Q.O.: Est-ce que l'application de la charia serait imaginable dans un contexte juridique maghrébin largement inspiré par le droit positif occidental ?

G. B: Je ne suis pas sûr qu'il faille raisonner en termes d'application de la charia. Quand bien même nous voudrions l'appliquer, elle ne nous dirait rien sur le génie génétique, sur la blogosphère, sur le transhumanisme, sur les arsenaux nucléaires, sur la militarisation de l'espace, sur le droit maritime, sur le droit des assurances et des affaires, sur l'intelligence artificielle et le droit des robots. Et de fait, elle ne peut pas s'appliquer au droit administratif sécularisé. La charia, selon les quatre écoles juridiques dans l'obédience sunnite, ne dira rien sur de vastes domaines nouveaux de la vie, si ce n'est une certaine vision du monde et de la société qui est dépassée. J'ai répondu à la première question en soulignant que ce qu'on désigne par charia s'applique davantage dans le domaine du statut personnel et ce sont les femmes musulmanes qui en pâtissent. Bien sûr qu'il faut privilégier le droit positif dans la production de la norme juridique. La fabrique de la loi incombe au législateur qui dans sa «sagesse» œuvre pour le bien commun.

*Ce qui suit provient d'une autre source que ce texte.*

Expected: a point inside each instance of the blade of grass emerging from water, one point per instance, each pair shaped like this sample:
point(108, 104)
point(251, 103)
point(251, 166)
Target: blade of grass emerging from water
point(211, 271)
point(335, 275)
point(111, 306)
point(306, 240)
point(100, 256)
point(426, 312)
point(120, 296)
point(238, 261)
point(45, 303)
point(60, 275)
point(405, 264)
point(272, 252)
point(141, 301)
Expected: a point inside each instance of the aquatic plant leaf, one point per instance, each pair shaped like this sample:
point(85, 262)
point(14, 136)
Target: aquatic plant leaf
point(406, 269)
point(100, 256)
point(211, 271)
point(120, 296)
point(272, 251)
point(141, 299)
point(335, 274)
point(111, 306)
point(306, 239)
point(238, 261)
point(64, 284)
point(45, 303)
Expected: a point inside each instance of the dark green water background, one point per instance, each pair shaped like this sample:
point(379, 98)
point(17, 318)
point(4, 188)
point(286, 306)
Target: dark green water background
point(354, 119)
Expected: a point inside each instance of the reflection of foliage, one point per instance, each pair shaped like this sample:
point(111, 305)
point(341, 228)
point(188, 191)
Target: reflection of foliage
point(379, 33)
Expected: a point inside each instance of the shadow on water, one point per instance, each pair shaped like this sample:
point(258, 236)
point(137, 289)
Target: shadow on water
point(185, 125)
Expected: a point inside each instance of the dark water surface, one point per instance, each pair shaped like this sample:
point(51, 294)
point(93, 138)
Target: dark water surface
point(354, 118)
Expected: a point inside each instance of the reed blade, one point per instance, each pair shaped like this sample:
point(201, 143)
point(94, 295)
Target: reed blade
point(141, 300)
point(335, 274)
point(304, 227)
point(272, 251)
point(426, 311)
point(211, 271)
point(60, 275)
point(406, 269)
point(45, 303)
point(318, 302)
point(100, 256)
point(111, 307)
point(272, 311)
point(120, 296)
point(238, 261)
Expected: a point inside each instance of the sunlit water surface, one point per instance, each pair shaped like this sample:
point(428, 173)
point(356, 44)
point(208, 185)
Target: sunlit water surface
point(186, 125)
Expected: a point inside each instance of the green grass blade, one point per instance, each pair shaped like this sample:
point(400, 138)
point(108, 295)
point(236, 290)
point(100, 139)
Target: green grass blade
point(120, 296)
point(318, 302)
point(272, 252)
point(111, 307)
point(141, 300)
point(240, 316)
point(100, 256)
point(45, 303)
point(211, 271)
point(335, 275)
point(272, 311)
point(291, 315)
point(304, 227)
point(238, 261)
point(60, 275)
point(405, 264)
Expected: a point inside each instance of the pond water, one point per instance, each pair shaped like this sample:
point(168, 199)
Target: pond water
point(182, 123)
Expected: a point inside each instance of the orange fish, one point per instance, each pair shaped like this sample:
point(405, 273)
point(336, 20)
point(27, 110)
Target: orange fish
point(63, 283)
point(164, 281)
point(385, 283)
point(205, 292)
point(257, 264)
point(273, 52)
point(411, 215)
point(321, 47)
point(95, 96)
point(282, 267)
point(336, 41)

Q.O: L'Algérie, au sortir de la tragédie des années 1990, qui l'a profondément meurtrie, a tenté de mettre au premier plan, un «Islam des zaouias» dans le but de contrer le fondamentalisme religieux. Quelles seraient, selon vous, les conditions indispensables pour voir éclore un «Islam des lumières» en Algérie et au Maghreb ?

G. B: Au-delà de la formule qui commence à être galvaudée, les conditions pour l'éclosion d'un «Islam des lumières» sont toujours celles-là mêmes qui ont permis à d'autres traditions religieuses de sortir de l'ornière. D'abord, et nous l'avons vu dans la question précédente, «déjuridiciser» les textes sacrés. Ensuite, renouer avec l'humanisme d'expression arabe en contextes islamiques, qui a été totalement oublié, oblitéré, occulté, ignoré, effacé des mémoires, insoupçonné. Avoir le souci de l'homme et prendre en charge la question éthique et la préoccupation de la personne humaine. Enfin, donner toute son importance à l'éducation, à l'instruction, à l'acquisition du savoir, à la connaissance, à la science et à l'ouverture sur le monde. Elever les générations dans le respect de l'altérité notamment confessionnelle et de genre. Avoir une inclination aux valeurs esthétiques. Aimer le beau. Etre sensible aux beaux-arts, aux belles-lettres, à la poésie et à la musique. Elever l'âme et flatter les sens. Retrouver le goût du raffinement, de l'émerveillement, du plaisir et de la grâce. C'est un vaste programme qui va depuis la propreté et l'hygiène jusqu'à la courtoisie, à l'élégance et au caractère affable avec des propos amènes. C'est un enjeu de civilisation en somme avec des valeurs spirituelles authentiques.